Mind you, Teo hasn't forgiven him— not for a lot of things, but there is no one else to talk to and, sometimes, when they have these conversations, Ghost uses the word 'Sorry.' Mostly about forgetting, by which he means that I didn't give enough of a shit, like about Cardinal. No matter how horrible and unexpected the twists this chronology hurl against his stride ('If we get Delphine to Peter, and his empathic mim—' 'Uh,' Teo pauses, amazed. 'Hey? I don't know that she can raise the dead.' Another conversation killed; another three-hour silence.), for the ghost, this world is still a fucking dream come true. Dreams, by nature, do not feel real.

It is endearing and frustrating when you realize that Ghost is miraculously not unlike a veteran prematurely aged by war and habituated widowery, confined to dozing on a porch rocker with his thumbs limp over the button controls of a Nintendo gameboy. Teo keeps trying to remind him that when he wakes up he is going to feel like someone had dug a vertebrate out of the side of his neck with a fistful of car keys.

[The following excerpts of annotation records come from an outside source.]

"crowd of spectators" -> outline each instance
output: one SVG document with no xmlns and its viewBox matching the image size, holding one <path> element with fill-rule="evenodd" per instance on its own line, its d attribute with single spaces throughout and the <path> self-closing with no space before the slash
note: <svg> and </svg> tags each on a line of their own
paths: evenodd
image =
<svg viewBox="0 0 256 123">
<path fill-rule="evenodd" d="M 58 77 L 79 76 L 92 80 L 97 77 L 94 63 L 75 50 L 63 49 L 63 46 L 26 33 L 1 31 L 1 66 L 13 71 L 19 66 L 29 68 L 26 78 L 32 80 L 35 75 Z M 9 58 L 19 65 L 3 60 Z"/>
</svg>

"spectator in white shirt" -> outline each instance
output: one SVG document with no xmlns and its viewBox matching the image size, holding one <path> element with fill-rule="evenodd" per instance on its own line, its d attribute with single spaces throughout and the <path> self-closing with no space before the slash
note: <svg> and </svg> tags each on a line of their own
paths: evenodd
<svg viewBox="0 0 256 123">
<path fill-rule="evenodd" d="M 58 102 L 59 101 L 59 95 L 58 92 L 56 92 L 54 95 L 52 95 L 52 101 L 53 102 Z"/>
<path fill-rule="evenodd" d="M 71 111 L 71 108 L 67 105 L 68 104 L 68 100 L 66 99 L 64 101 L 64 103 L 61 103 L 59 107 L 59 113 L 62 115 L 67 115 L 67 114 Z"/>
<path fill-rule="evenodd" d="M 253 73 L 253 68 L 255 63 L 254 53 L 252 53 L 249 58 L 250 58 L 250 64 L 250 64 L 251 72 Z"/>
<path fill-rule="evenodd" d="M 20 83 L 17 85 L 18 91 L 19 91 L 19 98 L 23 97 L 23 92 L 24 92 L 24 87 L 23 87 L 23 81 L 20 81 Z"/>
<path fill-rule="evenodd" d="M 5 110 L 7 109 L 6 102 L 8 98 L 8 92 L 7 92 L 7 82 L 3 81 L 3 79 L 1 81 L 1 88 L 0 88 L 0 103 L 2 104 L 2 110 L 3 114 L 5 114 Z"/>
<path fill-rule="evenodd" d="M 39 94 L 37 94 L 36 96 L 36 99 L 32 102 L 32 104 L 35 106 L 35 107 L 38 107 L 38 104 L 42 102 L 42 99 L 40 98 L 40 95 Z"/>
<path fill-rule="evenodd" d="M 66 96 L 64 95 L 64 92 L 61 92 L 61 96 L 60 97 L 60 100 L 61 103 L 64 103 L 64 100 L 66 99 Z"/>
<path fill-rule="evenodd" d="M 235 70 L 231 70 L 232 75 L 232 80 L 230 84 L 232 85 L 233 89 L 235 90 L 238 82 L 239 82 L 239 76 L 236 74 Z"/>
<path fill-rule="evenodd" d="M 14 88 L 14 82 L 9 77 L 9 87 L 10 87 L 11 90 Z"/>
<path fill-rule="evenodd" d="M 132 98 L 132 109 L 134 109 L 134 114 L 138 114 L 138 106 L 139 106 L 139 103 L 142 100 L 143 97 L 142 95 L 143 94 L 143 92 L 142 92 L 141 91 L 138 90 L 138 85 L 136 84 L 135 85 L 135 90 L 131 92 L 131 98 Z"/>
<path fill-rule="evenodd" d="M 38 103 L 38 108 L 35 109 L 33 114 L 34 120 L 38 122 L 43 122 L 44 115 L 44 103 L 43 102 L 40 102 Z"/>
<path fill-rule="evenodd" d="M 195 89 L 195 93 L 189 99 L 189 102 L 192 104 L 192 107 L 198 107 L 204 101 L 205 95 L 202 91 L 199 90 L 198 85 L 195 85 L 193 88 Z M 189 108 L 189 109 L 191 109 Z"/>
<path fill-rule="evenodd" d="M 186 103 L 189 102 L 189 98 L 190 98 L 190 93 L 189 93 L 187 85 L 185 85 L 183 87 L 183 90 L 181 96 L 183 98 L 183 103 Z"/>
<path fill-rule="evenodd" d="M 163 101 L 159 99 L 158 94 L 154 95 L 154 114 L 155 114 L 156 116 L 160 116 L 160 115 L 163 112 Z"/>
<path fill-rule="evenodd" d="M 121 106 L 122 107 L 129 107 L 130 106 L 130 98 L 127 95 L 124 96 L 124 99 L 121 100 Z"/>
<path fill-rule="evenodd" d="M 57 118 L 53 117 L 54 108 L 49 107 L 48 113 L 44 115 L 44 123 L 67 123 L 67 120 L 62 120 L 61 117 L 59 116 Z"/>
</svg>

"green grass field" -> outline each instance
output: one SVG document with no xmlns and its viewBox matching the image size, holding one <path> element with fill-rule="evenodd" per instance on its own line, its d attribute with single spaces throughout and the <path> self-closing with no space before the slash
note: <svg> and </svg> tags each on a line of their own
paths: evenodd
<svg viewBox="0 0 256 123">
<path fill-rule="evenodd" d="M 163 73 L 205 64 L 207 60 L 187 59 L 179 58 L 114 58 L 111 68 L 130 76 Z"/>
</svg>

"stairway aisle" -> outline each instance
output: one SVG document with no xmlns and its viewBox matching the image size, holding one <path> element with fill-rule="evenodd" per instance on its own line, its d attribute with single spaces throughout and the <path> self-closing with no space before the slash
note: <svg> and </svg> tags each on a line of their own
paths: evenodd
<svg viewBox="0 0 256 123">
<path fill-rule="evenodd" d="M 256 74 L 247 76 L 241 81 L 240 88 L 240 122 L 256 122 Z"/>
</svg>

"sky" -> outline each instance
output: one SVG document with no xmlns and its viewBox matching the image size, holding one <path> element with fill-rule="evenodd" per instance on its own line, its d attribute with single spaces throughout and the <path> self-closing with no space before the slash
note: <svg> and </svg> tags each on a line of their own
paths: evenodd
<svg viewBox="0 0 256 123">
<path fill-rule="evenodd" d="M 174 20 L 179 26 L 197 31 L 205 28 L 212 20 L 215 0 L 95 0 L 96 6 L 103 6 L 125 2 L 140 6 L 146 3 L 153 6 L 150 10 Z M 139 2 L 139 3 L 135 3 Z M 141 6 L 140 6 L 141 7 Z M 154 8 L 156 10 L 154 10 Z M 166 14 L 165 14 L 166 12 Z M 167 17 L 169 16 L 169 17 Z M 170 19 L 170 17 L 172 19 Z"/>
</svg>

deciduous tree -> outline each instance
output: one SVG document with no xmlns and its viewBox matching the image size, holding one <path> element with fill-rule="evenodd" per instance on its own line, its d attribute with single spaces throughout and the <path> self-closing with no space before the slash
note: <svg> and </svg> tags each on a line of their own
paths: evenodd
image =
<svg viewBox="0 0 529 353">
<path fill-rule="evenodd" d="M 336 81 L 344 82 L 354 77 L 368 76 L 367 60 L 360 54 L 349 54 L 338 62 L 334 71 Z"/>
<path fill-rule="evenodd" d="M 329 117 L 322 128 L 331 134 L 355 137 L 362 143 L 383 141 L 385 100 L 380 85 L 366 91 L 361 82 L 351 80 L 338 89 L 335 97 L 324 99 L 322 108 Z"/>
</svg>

Romero is peculiarly iconic of their similarities and differences. They've fought about him a lot. What kind of person he is, what he's supposed to mean. They both remember talking to him about family. It has always been like, and it will always be as if Teo and Rommy had been raisd by different mothers. Romero's mother was a woman who loved being married in a household she loved with the ferocity with which she managed it, who had cultivated value and fulfillment in the socially constrained spaces adjacent her husband's office cubicle. Teo's mother was a woman who would never know the companionship of an equal or the dignity of self-sufficiency; she was the one waiting, underexposed and overachieved, still expecting salvation— not one who had been saved. Romero assumed the carping gossips merely envied Amadora because she was beautiful. Teodoro suspected that their father was correctly stricken by horror that she had cheated with the Australian tourist. This dichotomy is preserved the same.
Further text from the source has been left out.